# Newspapers shoot down gun classifieds



## Hamilton Reef (Jan 20, 2000)

Newspapers shoot down gun classifieds
Houston Chronicle latest to adjust firearm-ad policy

Thanks to pressure from a group claiming it is concerned about the safety and well-being of citizens, a number of newspapers have opted to stop carrying classified advertising involving guns, much to the dismay of gun-rights advocates. 

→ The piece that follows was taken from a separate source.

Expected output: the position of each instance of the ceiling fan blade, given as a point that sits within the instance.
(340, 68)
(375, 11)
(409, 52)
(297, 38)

http://www.worldnetdaily.com/news/article.asp?ARTICLE_ID=33146


----------



## jk hillsdale (Dec 7, 2002)

I'm curious of what the firearms for sale "policy" is for classified advertising in major Michigan newspapers. I don't recall ever seeing a firearms for sale section in the Detroit News or Free Press but I've also never specifically looked for that section. If I remember correctly, I think that you can post firearms for sale ads in the Lansing State Journal and Jackson Citizen Patriot. Unfamiliar with the other larger papers in the state.


----------



## kbkrause (Feb 12, 2002)

I know in the Midland Daily News they list firearms under the sporting goods section.


----------



## WILDCATWICK (Mar 11, 2002)

I was the Port Huron Times Hearald Classified Advertising Manager. We were a Gannette owned paper. We allowed gun advertising in the Retail Sections and the Classified Sections. Gannette I beleived leave this decision up to individual sites. I would be interested to know if the Huston Chronical would allow advertising for a Gun & knife show?


----------